The damper levels influence on vehicle roll, pitch, bounce and cornering behaviour of passenger vehicles - A study in cooperation with Volvo Car Corporation

The competition within the automotive industry is increasing. It is therefore important to reduce the resources and time spent on developing new vehicles. A significant part of the development is the chassis tuning which consumes a lot of time and resources. Dampers have a key role in chassis tuning and a better understanding of how the level of damping affects the vehicle behaviour could reduce both the number of prototypes built and the time spent on chassis tuning. This thesis investigates the possibility to develop a tool which captures the vehicle behaviour accurately enough to be used for choosing damper levels in the concept phase and as an aid in the tuning of dampers. A Simulink model was developed together with a graphical user interface allowing the user to easily change the level of damping and run simulations. In order to validate the model and see how changes to the level of damping affect the vehicle behaviour, both subjective and objective tests were performed for different damper configurations. It was found that the changes in vehicle behaviour for the various damper levels had a good correlation between the simulation model and the results from the physical tests. However in absolute numbers differences were found between simulations and objective tests. In order to verify the simulation model a limited number of objective tests are required. The tested vehicle should also be measured properly in order to receive better input data to the simulation model.The study found that the pitch balance in the vehicle is mostly affected by the difference in compression and rebound damping between the front and rear dampers. Lower damping at low vertical wheel velocities has a negative impact on roll control. This can to a limited extent be compensated with higher roll stiffness.

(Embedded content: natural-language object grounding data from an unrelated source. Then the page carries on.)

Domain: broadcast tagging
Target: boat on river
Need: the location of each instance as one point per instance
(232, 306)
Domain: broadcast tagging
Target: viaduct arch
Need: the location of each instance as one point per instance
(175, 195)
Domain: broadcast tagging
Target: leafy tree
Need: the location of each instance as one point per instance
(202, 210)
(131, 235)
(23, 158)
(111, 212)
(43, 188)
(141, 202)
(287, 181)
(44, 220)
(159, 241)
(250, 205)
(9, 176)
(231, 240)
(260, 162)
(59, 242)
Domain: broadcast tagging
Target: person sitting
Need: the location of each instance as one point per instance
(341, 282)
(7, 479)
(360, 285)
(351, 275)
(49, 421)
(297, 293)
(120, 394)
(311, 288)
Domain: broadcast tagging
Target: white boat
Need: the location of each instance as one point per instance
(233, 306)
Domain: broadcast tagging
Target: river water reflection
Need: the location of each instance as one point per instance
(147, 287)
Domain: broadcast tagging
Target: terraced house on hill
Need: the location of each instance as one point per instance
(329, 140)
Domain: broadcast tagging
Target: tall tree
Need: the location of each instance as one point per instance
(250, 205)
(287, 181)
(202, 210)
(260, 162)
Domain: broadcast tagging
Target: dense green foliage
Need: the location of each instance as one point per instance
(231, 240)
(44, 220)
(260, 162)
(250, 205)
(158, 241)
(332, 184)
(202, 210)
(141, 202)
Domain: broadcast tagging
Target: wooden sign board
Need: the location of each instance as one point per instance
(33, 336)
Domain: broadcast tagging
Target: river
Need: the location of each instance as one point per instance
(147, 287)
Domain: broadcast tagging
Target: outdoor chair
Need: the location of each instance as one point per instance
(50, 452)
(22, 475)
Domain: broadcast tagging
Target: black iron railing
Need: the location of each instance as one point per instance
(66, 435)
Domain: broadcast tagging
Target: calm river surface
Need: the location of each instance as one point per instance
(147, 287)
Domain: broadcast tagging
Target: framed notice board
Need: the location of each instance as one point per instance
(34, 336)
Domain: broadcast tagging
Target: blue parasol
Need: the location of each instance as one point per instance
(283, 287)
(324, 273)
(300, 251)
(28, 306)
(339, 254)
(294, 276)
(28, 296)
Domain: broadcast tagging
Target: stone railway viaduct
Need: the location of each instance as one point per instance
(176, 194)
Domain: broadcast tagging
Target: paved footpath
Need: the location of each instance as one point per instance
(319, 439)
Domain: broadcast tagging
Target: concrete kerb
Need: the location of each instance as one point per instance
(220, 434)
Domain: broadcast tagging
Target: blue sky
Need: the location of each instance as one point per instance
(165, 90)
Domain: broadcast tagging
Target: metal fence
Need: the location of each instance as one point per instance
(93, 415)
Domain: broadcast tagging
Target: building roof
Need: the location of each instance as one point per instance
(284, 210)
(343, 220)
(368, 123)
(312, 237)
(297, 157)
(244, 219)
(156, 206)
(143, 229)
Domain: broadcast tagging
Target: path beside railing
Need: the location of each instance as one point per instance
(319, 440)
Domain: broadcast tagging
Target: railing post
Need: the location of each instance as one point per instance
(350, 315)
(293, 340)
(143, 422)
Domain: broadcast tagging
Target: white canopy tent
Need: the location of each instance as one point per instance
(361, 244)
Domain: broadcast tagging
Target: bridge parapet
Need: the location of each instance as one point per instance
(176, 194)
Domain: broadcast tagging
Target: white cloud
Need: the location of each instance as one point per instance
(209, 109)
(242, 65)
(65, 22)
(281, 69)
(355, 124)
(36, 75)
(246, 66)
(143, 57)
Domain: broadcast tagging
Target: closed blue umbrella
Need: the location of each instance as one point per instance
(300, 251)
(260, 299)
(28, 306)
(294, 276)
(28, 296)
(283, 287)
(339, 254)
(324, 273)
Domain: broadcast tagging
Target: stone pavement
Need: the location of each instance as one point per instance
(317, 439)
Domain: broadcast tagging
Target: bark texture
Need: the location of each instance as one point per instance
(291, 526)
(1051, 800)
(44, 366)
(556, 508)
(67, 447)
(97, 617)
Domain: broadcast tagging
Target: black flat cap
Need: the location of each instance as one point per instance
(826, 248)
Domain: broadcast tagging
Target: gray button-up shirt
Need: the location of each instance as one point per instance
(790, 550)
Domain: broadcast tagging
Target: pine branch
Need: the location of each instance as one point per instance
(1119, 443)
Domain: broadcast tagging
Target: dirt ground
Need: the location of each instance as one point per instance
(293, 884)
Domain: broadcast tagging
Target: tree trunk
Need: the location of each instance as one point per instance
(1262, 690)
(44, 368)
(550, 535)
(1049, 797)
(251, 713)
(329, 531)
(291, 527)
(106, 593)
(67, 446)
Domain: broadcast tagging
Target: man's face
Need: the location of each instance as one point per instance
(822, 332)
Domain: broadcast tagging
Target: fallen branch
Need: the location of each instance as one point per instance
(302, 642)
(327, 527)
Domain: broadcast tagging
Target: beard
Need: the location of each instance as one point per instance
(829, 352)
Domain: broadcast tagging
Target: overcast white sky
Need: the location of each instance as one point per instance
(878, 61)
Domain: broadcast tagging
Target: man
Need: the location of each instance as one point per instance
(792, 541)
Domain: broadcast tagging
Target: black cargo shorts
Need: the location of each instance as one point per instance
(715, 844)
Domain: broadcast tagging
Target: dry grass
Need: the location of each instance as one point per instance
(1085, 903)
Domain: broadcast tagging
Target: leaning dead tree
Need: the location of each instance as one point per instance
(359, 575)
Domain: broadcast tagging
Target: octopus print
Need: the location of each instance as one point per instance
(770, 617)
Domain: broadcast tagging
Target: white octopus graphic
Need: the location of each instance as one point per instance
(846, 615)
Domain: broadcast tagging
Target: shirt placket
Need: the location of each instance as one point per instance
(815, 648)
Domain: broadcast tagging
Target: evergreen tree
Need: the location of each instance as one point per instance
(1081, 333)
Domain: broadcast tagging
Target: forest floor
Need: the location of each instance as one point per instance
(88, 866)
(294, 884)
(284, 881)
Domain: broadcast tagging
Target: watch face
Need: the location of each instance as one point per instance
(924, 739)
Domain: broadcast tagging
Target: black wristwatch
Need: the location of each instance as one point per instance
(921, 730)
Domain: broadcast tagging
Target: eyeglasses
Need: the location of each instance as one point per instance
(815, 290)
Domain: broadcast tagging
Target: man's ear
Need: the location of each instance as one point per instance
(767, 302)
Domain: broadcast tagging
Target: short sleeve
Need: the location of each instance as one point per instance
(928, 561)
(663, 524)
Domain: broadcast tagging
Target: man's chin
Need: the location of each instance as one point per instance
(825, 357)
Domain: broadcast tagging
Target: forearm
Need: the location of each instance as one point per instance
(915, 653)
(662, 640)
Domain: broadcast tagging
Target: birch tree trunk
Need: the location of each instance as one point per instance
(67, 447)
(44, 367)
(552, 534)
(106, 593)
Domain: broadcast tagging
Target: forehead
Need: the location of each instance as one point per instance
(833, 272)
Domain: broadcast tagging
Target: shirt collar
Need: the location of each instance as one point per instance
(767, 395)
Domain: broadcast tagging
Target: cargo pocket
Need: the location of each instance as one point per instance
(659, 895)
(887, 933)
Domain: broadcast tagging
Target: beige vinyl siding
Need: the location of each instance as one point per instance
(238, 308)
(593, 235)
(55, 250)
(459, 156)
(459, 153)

A good balance between the front and rear damping is also required in order to have good connection to the road and make the vehicle feel more comfortable. The subjective and objective evaluation showed that it might be the time lag between lateral acceleration and steering wheel angle is a good indication of the vehicles turn-in capabilities and that the roll angle time lag determines the response. However more objective and subjective tests are required in order to confirm this connection. A better understanding of how to define good vehicle behaviour objectively is also required if the tool should be used in the concept phase.